Y tomó en sus brazos a Cynthia, disponiéndose a cruzar a la carrera, eludiendo «aquello» que se interponía en su camino.
Fue espantoso.
La «cosa» saltó materialmente sobre ellos. Les envolvió.
Cynthia chilló. Chilló como nunca lo había hecho. Fue un alarido largo, estremecido, desgarrador, que se mezcló con un ruido como de sorda succión. Un frío viscoso y nauseabundo envolvió a Ronald y a ella. El intentó luchar. Se debatió contra la «cosa» agresora...

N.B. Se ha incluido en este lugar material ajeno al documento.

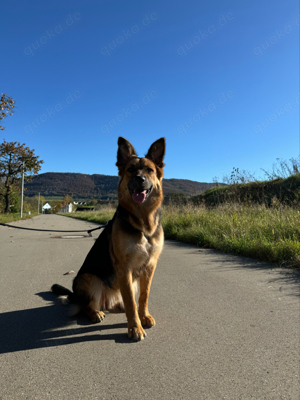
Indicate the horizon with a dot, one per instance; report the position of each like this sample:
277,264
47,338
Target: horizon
219,81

Fue sólo un momento. Ambos pugnaron en vano. En la oscuridad del anochecer, hubo un sonido horripilante, como de cuerpos triturados, de huesos pulverizados, prensados por una fuerza titánica...
El niño había girado la cabeza al oír el grito. Su pelota, rebotada tras un puntapié del pequeño, fue dando saltos, entre piedras y hierbajos, hasta caer cerca, muy cerca de donde un momento antes se hallaban los dos novios. Los dos..., y «algo» más.
Sólo que ahora, bruscamente, no había ya nada allí. Nada ni nadie.
La pareja de jóvenes había desaparecido totalmente, como engullida por la oscuridad. No había nada a la vista. Sólo un reguero oscuro, como de sangre, junto a la rejilla de una de las alcantarillas del colector.
Los ojos desorbitados e incrédulos del niño, habían sido los únicos testigos de algo inexplicable y aterrador.
Luego, el niño exhaló un grito ronco de pánico, y echó a correr, desesperadamente, alejándose del lugar donde poco antes una pareja se disponía a regresar al centro de Londres, y hacía planes para su futuro.
Una pareja de la que, sólo en unos segundos, no quedó nada. Absolutamente nada.